Mother Jones’ profile of Elon Musk and Tesla Motors trots out a familiar story about industrial policy’s role in the success of infant industries. It also blasts Musk’s Silicon Valley cohorts for their ingratitude in the face of government assistance. But when we look a little more closely, the Mother Jones narrative about Musk’s success breaks down.

The relevant program in Tesla Motors’ case is the Advanced Technology Vehicles Manufacturing (ATVM) Loan Program, a $25 billion fund established by the 2007 Energy Independence and Security Act. The ATVM putatively offers loans to automotive companies to help them meet the Corporate Average Fuel Economy (CAFE) goal of 35 mpg by 2020. Boosters tout the ATVM as a program to help companies through the so-called startup “Valley of Death” during which companies transition from product release to full-scale production, a period so-named because companies are particularly vulnerable.

A closer look at the ATVM shows that we should in fact be grateful if the program disappeared altogether. Tesla has been the ATVM’s most public success after  re-paying its $465 million loan nine years early. But Tesla likely succeeded not so much because of its ATVM loan, but because it has a fundamentally sound business strategy and a product capturing the imagination of consumers. While buyers of Tesla’s Model S benefit from a $7,500 federal tax credit for plug-in electric vehicles, in addition to benefits like access to HOV lanes and free charging infrastructure, these subsidies benefit the EV industry as a whole and cannot explain Tesla’s success relative to its peers.

And according to the DOE’s own data, 81 percent of the $8.4 billion spent so far by the ATVM program went to Ford and Nissan Motors—neither of which is a start-up navigating the Valley of Death. These firms could almost certainly purchase loans on the private market—are they really the vulnerable companies that defenders of the ATVM want to benefit?

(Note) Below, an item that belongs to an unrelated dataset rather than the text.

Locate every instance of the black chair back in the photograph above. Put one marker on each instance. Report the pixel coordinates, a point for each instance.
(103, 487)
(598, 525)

This is not the ATVM’s only shortcoming. A February 2011 GAO report concluded that the ATVM lacked the expertise to properly monitor loan recipients, and lacked the crucial ability to measure how much the loans contribute to successfully meeting the stricter 2020 CAFE standards. Supporting a program whose success we can’t measure is unwise at best and defending corporate welfare at worst. The ATVM has had some very measurable failures, most notably its $500 million bet on Fisker Automotive that turned south. Despite having received nearly $200 million in taxpayer dollars, Fisker nonetheless announced this May it preparing for a possible bankruptcy filing. Public embarrassment from Fisker’s failure put the ATVM on hold, despite having loaned out barely a third of its allocated funds.

The ATVM has since re-opened and is now accepting applications for loans, but the question remains whether we will see more successes like Tesla or blunders like Fisker. The incentives and track record of subsidized loan programs suggest that it would be wise for the ATVM to quit while it’s ahead.